The episode originally aired on June 21, 2018.

The Vixen aired a one-hour stream on Instagram Live to discuss the episode after airing. She has said that many of her fellow contestants reached out to her after the episode aired. The Vixen also discussed her exit in an interview with Jonny McGovern for Hey Qween!

== Reception ==
The A.V. Club gave the episode a rating of A−. Writing for Vulture, Matt Rogers and Bowen Yang rated the episode four out of five stars. John Paul Brammer of Them wrote, "When Asia challenged Ru for allowing it to happen, and when Ru lost his cool over it, that moment revealed the degree to which the show has up to now refused to squarely tackle racial dynamics both among the queens and in the show’s fandom, and how urgently it needs to do so." Brammer also wrote about Asia O'Hara: "Her popularity surged after the reunion, in which she stood up for The Vixen, who walked off the set following a relitigation of her conflict with Eureka O'Hara. The ensuing conversation with RuPaul, in which Asia tearfully advocated for compassion, left some calling to make the show Asia O'Hara's Drag Race."

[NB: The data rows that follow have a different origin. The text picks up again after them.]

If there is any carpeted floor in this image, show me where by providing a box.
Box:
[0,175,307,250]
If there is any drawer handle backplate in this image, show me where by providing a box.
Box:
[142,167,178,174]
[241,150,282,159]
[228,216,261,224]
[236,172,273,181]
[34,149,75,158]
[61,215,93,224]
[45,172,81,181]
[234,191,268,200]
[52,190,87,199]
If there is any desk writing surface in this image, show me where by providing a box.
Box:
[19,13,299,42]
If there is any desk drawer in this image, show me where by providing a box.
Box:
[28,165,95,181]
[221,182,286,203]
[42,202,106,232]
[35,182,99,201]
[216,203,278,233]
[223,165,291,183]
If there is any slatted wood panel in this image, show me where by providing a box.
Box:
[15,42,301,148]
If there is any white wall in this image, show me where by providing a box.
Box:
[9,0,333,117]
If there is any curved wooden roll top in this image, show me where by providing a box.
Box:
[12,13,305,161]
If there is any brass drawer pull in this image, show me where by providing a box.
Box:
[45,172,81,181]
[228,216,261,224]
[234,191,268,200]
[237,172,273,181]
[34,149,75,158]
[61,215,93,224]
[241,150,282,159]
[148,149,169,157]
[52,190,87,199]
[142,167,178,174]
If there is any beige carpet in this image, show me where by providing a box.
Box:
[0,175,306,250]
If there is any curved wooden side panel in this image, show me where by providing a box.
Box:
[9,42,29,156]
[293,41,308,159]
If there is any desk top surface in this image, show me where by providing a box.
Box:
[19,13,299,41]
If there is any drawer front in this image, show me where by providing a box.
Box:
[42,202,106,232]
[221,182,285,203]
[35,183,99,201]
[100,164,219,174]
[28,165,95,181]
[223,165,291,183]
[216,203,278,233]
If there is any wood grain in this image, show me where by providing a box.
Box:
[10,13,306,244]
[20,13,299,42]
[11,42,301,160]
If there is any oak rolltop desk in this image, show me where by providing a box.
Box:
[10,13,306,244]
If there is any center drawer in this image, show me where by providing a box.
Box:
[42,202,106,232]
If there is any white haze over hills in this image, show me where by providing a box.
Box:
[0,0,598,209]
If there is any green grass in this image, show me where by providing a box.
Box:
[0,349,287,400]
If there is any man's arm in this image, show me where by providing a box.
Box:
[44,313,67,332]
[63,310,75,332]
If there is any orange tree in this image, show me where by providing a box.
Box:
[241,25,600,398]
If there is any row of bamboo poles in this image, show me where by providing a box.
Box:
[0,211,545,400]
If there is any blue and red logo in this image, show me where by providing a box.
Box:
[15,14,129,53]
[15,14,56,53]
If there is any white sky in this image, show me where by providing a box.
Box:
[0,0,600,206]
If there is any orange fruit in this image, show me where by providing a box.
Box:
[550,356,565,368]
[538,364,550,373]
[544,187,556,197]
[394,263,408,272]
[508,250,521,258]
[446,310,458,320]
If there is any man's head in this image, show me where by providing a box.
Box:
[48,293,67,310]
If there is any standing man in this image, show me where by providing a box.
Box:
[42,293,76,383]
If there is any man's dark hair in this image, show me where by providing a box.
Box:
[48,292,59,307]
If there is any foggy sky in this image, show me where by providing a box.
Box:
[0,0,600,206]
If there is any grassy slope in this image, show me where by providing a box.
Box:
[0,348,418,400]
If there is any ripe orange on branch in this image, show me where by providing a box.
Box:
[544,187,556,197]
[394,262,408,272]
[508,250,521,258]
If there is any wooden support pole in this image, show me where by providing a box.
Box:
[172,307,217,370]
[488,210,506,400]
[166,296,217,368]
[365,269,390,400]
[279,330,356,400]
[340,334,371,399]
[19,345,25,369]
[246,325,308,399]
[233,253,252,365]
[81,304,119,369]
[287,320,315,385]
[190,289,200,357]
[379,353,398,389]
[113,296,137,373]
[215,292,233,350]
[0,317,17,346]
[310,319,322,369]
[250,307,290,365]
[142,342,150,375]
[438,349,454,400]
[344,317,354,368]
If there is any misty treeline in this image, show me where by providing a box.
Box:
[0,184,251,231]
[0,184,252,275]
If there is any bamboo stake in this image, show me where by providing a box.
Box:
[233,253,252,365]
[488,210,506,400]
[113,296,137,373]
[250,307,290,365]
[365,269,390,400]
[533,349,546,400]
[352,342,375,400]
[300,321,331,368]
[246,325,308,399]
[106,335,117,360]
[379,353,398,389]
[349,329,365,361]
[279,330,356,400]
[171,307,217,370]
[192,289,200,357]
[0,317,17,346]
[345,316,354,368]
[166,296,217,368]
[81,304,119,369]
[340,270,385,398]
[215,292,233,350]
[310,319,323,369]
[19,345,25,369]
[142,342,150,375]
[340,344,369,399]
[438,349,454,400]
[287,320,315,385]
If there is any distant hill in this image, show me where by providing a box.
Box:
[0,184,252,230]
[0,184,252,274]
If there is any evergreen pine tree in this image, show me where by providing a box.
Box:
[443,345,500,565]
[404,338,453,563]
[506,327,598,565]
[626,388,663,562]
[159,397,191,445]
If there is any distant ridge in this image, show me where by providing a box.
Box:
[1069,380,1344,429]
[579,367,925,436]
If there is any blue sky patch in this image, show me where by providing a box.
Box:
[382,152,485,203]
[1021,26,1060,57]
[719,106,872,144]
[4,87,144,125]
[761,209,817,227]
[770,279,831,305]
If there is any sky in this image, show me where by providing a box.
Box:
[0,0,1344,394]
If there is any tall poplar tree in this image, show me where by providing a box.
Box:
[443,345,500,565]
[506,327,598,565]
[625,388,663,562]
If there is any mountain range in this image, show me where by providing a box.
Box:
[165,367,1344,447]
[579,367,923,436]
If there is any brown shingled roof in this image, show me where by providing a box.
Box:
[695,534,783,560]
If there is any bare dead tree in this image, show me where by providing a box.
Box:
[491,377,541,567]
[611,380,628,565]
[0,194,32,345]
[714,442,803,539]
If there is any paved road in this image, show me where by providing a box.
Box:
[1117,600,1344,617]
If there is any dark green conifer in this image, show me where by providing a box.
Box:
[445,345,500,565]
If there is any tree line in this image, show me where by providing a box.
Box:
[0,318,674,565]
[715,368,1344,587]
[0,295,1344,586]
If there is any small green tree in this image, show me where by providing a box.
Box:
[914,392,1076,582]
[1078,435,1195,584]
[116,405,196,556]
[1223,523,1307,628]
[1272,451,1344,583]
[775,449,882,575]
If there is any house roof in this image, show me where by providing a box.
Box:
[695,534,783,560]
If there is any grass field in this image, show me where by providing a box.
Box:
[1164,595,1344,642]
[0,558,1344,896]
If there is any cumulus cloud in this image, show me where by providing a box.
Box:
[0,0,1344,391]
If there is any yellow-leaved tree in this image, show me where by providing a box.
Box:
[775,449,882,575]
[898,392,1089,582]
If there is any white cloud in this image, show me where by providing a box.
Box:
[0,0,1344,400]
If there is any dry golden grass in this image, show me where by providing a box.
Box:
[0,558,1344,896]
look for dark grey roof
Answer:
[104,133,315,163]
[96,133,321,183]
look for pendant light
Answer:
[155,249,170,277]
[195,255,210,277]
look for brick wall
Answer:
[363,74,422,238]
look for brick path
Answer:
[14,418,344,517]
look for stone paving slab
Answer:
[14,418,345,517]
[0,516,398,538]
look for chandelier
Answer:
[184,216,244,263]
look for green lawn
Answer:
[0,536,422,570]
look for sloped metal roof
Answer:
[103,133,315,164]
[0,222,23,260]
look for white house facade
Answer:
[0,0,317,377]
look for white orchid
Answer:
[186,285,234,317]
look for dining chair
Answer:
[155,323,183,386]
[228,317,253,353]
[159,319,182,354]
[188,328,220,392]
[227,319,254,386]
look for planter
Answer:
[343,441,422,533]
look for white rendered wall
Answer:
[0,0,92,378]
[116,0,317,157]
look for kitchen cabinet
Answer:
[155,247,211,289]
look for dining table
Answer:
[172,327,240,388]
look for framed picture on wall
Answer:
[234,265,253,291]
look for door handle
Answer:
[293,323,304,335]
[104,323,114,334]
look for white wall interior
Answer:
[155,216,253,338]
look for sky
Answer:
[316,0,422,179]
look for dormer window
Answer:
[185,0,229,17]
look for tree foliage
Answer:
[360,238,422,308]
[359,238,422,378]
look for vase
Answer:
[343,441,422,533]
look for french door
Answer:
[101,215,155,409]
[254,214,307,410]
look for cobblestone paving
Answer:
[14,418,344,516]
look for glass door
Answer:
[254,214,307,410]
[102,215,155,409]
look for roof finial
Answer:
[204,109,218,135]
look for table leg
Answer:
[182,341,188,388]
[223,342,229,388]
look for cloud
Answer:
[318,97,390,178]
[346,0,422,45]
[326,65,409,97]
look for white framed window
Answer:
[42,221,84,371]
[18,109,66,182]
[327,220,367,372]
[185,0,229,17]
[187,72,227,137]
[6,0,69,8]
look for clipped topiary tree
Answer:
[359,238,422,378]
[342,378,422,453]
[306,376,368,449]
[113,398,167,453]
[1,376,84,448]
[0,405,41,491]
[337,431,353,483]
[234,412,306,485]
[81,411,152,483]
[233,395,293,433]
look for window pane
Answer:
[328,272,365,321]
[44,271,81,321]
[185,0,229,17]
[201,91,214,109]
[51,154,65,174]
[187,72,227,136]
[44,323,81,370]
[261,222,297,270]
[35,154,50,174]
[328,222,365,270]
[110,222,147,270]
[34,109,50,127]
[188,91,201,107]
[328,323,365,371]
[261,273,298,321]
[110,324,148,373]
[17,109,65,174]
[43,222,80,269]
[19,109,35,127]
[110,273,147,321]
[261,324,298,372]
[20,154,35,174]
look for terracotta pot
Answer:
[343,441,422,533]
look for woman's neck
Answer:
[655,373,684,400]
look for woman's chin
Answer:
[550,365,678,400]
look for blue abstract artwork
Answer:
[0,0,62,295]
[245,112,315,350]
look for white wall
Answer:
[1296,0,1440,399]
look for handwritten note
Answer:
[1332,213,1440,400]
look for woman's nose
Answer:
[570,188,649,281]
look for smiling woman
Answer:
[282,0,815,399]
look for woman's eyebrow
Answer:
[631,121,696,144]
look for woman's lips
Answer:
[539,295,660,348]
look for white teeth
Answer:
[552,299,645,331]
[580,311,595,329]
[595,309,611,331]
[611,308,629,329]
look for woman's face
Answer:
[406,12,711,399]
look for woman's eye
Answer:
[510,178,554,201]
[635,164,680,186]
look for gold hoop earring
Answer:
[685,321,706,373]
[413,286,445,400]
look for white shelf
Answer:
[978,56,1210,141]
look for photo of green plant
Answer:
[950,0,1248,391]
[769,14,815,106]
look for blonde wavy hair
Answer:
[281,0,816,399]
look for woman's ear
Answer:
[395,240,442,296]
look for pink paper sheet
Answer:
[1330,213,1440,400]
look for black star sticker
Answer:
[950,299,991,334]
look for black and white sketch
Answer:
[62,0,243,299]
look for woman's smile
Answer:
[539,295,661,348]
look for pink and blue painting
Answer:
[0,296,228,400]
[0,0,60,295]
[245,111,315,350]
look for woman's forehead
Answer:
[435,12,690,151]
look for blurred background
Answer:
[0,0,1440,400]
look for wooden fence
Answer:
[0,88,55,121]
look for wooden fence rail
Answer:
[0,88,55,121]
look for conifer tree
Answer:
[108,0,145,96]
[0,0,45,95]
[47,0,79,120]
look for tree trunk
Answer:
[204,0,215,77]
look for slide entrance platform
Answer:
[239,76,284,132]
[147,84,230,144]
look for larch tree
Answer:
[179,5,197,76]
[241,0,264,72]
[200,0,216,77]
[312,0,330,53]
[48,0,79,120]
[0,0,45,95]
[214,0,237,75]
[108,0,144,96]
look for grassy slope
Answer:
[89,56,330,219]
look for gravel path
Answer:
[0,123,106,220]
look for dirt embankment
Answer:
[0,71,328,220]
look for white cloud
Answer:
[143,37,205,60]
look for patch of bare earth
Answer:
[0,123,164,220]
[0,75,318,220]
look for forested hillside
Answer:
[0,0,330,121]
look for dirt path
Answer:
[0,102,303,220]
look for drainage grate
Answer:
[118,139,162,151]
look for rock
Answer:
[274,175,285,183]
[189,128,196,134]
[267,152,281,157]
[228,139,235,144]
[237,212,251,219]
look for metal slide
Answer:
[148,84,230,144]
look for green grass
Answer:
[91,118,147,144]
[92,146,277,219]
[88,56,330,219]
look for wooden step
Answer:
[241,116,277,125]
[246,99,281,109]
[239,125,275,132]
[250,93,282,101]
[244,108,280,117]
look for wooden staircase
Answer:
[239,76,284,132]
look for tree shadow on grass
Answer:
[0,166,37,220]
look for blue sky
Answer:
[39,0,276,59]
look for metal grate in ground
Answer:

Sam Damshenas of Gay Times said the reunion was the show's most dramatic to date. Reiss Smith of PinkNews said, "The Vixen won a special place in the hearts of fans after walking off the season 10 reunion in protest at what she has often described as racial bias. As a Black queen, The Vixen was painted as a confrontational force in the Drag Race werk room, particularly when she rubbed up against Eureka." Sandra Song of Nylon said the episode "drew criticism for the way it illuminated the show's oftentimes questionable handling of race". Junkee called the episode "tense" and The Vixen's exit "iconic".